Mariage homosexuel : les députées socialistes des Côtes-d’Armor ne supportent pas qu’on évoque les difficultés d’application de la loi Taubira

Mariage homosexuel : les députées socialistes des Côtes-d’Armor ne supportent pas qu’on évoque les difficultés d’application de la loi Taubira

Corinne Erhel, député PS de Lannion (22) “étonnée” que la loi Taubira puisse connaître des difficultés d’application. Crédit photo : LeCardinal via Wikimedia (cc)

20/05/2013 – 14h00
TREGUIER (NOVOpress Breizh) –
Lors du colloque des avocats organisé samedi dernier à Tréguier (22), dans le cadre de la Saint-Yves, sur le thème « Droits et Libertés », plusieurs intervenants ont mis l’accent sur les difficultés juridiques qui ne manqueront pas d’être soulevées dans l’application de la loi sur le mariage homosexuel. Un discours manifestement insupportable aux deux députées socialistes du coin qui ont quitté brusquement la réunion.

Alors que la loi dite sur le « mariage pour tous » avait été publiée le matin même au Journal officiel, trois éminents juristes spécialisés dans le droit de la famille  – Me Andréanne Sacaze, ancien bâtonnier d’Orléans, Jean Hauser, professeur à l’Université de Bordeaux et Xavier Labbée, avocat et professeur à Lille – n’ont pas caché que ce texte n’ira pas sans poser de nombreuses  difficultés d’application, en particulier en matière de filiation.

« Comment nos enfants vont-ils se retrouver dans ce fatras ? » s’est interrogée Me Sacaze.
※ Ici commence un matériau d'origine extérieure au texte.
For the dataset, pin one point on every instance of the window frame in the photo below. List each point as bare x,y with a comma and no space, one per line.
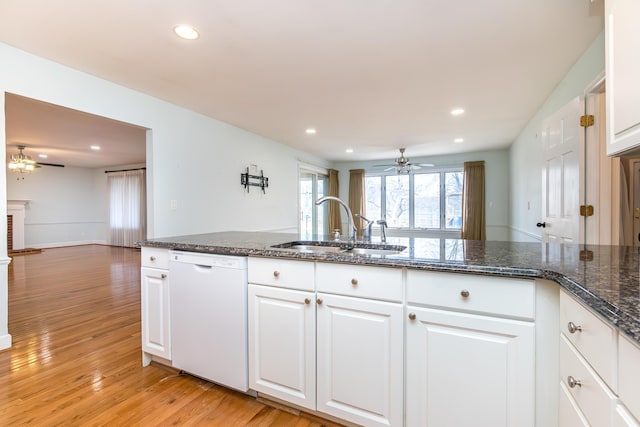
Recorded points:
383,199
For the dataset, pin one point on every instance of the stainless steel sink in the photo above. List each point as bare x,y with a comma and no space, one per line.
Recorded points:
375,251
342,248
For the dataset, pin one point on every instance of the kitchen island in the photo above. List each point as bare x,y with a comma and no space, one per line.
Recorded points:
517,298
605,278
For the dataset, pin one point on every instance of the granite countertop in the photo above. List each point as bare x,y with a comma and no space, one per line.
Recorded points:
605,278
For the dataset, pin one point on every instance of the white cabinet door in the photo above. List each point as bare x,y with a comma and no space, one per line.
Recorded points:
360,360
468,370
623,68
282,348
156,326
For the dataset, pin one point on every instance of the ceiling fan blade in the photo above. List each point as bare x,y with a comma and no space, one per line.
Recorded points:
49,164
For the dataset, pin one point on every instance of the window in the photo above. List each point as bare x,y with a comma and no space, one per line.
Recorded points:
430,200
313,219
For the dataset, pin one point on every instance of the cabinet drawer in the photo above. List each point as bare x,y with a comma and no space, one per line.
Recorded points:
477,294
592,395
360,281
283,273
155,257
594,339
629,375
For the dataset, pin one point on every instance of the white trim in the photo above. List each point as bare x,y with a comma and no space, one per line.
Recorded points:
513,230
5,341
72,243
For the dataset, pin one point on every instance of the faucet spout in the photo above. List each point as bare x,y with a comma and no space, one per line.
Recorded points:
352,227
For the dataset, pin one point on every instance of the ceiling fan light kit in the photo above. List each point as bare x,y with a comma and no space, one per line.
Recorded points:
403,165
21,162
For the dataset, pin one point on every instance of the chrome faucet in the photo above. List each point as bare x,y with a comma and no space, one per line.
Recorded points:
366,231
352,227
383,224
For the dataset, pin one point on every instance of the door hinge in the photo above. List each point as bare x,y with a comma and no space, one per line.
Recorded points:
586,121
586,210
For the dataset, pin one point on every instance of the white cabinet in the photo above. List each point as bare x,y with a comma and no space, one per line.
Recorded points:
155,316
360,343
629,377
282,344
464,368
360,366
282,330
622,68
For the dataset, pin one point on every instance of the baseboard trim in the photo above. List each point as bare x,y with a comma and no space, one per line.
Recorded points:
64,244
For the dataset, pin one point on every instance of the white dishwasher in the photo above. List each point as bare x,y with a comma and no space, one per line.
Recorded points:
209,317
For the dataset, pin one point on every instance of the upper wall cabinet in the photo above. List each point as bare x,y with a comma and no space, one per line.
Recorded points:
623,68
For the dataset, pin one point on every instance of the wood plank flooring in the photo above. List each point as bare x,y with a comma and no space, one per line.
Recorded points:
74,315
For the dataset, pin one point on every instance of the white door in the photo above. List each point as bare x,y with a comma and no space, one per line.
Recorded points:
360,360
282,345
156,333
562,139
469,370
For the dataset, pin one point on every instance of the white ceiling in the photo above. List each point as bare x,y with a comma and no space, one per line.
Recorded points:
372,75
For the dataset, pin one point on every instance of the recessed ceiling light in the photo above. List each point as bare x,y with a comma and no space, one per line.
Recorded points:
186,32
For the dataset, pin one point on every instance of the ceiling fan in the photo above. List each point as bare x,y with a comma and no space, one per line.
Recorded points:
403,165
23,163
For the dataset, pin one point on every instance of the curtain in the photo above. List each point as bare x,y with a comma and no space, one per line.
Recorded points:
127,207
473,213
357,196
335,223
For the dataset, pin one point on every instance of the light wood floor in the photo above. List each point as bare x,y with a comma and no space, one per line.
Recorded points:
74,315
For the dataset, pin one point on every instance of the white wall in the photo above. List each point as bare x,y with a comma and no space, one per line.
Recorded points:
496,183
525,155
192,159
66,206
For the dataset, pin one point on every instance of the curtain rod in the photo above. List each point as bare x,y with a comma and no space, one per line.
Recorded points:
127,170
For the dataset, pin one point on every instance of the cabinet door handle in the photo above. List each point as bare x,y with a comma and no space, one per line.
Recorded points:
573,383
573,328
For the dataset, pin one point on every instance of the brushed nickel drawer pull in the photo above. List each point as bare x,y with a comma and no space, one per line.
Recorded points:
573,383
573,328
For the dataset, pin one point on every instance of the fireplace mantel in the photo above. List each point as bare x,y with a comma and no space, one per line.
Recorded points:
17,208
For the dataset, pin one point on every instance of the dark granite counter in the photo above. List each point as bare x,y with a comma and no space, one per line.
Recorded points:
605,278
Avec un humour grinçant, l’avocate n’a pas manqué de « remercier » les auteurs de la loi en observant que ses confrères « allaient se régaler sur le terrain ». Pour Me Labbée, on est en effet en présence d’  une loi « archi-mal écrite, qui va poser de multiples problèmes ». Enfonçant le clou, M. Hauser a estimé qu’«on a bricolé à partir de l’adoption, alors que la question est de créer un système de filiation autonome. Je suis persuadé que dans les prochaines années, on sera entièrement obligé de revoir la question. Et on aura forcément un texte sur la procréation médicalement assistée ». 

L’analyse juridique à laquelle se sont livrés les trois praticiens n’a pas eu l’heur de plaire à Corinne Erhel, députée (PS) de Lannion et à sa collègue Annie Le Houérou, député-maire (PS) de Guingamp, qui ont aussitôt quitté le colloque. « Je n’étais pas fâchée, mais étonnée» (sic), a tenu à préciser auTélégramme Madame Erhel. Nettement plus fâchée, sa collègue de Guingamp a affirmé quant à elle que cette table ronde était « caricaturale et parfois désobligeante. On n’a pas parlé de l’égalité devant la loi, ni de la sécurité juridique que crée ce texte » (Le Télégramme, 19/05/2013).

Dans un communiqué signé avec les deux autres députés socialistes des Côtes d’Armor après l’adoption de la loi par le Parlement, Annie Le Houérou et Corinne Erhel affirmaient que la loi Taubira ouvre  « un droit pour tous et d’une meilleure protection juridique des familles homoparentales. Ces familles, ajoutaient ces élues, existaient depuis longtemps, sans pour autant avoir le cadre légal leur permettant de s’épanouir pleinement. Les enfants ne différencient pas les gens qui s’aiment et leur intérêt est de grandir dans une famille aimante qui subviendra à leurs besoins et leur offrira l’éducation qu’ils méritent. Désormais ils pourront grandir dans des conditions égales aux autres, dans une société nouvelle ouverte à la diversité. »

Outre que cette vision idyllique des choses est sérieusement contestée par la plupart des pédopsychiatres, la loi sur le mariage homosexuel va ouvrir, comme l’ont souligné les juristes réunis à Tréguier, un nouveau type de contentieux. Déjà engorgés, les tribunaux vont donc devoir faire face à un afflux supplémentaire de litiges familiaux. Question « sécurité juridique », ça semble plutôt compromis.